Oh! Great idea to start off with targeting. Especially for those of us with cute and inquisitive grey horses :)

manymisadventures said...

You can still use food under saddle - grain and sugar cubes are quite workable with a bit, since the sugar cubes dissolve and the grain is in small bits that also dissolve pretty well. Your bit may be a slimy mess, though! This is the method I'll probably use with McKinna, who likes scratches but not THAT much. I may try to work into using vocal praise if I can.

Just alternate which hand you reach forward with to give the treat. That way it's even, and they don't whip their head around the moment they hear the click ;)

Let me know how the clicker work goes! I'm curious to see how it works out with other people's horses too.

Leah Fry said...

When you originally blogged about it last year or the year before, it didn't seem like a great idea to me. However, Poco and I have come to a place in our growth where it now seems like a viable idea, and the idea is very appealing for when Daltrey (6 months old) comes to visit.

I'm okay using treats. If that's what motivates them — for Daltrey, scritches will work — why would you try to reward them with anything else?

I've just begun the book, so not ready to get started just yet. But targeting will be the first thing. Can't wait to hear about how McKinna does.

Val said...

My horse finds treats extremely motivating.

He will free jump and then stop and wait for the carrot. All I do is point to the jump and off he goes again. Lately I have been asking him to square up for a cookie. I keep the cookie in my hand under his nose until his feet hit square and then I instantly release the cookie. If he keeps the square I give him another. We are not quite at delaying the treat just yet, but I do find him standing square on his own more often than before and I always praise him lavishly, even if I do not have a cookie handy.

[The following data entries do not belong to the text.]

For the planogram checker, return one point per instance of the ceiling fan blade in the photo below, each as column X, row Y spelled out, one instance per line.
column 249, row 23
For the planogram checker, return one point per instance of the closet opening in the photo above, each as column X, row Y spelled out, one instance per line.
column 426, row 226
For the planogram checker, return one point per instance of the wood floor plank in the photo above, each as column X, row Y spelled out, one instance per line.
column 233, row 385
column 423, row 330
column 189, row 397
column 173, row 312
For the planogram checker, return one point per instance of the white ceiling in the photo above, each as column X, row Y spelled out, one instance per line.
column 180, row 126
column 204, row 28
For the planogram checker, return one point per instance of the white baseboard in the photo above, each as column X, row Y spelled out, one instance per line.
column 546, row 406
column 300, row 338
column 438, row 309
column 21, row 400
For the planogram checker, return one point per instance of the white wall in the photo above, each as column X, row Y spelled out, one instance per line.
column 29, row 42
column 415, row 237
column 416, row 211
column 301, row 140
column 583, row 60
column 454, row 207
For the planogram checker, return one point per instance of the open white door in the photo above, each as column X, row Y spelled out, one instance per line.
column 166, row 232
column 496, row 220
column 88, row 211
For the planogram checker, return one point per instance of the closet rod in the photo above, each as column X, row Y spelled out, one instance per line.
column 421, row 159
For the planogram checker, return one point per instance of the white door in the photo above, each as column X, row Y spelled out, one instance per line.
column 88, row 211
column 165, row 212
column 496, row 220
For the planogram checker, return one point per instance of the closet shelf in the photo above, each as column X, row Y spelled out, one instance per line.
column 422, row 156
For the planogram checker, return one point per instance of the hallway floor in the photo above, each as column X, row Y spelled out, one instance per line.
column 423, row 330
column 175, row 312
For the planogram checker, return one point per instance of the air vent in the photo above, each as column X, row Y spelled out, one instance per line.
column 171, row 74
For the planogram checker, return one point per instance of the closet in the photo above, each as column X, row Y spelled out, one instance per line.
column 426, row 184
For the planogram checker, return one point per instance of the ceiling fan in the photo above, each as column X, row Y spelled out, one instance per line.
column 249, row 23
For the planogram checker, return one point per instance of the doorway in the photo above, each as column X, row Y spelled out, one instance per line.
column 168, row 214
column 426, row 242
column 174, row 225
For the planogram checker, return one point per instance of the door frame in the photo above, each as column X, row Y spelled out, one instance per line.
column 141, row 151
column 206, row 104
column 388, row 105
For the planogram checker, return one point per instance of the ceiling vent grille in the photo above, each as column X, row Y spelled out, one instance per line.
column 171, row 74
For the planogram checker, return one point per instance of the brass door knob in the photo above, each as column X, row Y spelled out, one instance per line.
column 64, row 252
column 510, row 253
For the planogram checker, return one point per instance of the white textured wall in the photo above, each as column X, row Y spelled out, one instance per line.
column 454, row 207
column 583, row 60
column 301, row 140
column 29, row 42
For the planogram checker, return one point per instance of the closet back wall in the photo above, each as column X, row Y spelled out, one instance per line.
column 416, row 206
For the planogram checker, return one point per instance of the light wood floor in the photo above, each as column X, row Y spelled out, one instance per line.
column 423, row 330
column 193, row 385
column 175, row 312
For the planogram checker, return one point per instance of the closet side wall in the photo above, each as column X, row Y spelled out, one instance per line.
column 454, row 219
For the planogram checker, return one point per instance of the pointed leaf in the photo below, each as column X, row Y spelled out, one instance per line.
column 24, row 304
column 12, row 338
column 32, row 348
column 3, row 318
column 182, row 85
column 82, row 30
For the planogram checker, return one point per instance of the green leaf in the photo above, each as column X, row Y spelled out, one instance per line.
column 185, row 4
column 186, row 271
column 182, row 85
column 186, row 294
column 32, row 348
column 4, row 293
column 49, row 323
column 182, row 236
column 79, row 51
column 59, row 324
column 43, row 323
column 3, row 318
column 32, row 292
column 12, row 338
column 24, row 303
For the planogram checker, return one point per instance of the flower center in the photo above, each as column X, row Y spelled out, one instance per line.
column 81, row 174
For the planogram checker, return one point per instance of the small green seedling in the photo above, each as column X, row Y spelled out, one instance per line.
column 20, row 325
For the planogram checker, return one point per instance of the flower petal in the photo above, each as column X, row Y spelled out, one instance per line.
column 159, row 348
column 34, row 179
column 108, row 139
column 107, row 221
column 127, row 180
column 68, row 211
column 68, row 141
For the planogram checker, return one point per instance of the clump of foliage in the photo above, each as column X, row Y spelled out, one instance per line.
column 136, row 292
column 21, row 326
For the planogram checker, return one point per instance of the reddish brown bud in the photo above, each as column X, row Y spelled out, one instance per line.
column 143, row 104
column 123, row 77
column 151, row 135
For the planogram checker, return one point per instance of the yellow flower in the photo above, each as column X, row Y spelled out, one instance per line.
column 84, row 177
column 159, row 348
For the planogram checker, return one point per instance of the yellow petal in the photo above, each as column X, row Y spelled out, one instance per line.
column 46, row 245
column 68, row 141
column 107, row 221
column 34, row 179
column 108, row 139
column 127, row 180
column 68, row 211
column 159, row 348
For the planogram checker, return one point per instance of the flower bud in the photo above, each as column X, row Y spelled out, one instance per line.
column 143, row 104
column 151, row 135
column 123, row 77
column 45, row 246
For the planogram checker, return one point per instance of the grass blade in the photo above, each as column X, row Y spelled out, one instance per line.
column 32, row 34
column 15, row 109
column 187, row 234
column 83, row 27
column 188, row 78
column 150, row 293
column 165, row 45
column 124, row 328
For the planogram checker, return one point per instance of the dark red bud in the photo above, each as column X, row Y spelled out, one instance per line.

You did a terrific job explaining how critical the timing and delay are to encouraging the behavior.

Albigears said...

I think it can be used for a variety of things on the ground, but I've heard it doesn't work under saddle so well. There was a horse I heard about and every time he heard a click while being ridden he'd slide to a stop and reach around to get his treat. Sometimes he'd stop without a click. He was constantly reaching around when he was not asked to, which was extremely frustrating for the trainer. Just a thought.

manymisadventures said...

Albigears, that's definitely something I'm going to be aware of when I introduce the clicker to under-saddle work. If the clicker becomes a point of distraction and frustration rather than a tool to improve communication and training, I'll certainly take some steps back or eliminate it altogether.

Val, that's cool! And a neat trick to show your friends ;) Look, MY horse will go jump fences all by himself...

Anonymous said...

I use reward based training on my donkeys. The trick is that the first thing they must learn is the correct way to take a treat. If a donk gets grabby, you IMMEDIATELY pinch the nose and say NO! You have to reinforce the "take treat gently" message. If you don't reinforce the necessity of polite treat behavior, then you have the potential of creating a problem. The same thing is true with horses. Rule #1 - take the treat politely or there won't be treats at all.

Twiliath said...

Albigears - there's a way around the sliding stop to get the treat. It's training to a mat first. Then, since that's so highly reinforced, it becomes a reward in itself. So, now when the horse does something well, you ride to the mat and click there. If he doesn't do so well, he doesn't get to go to the mat.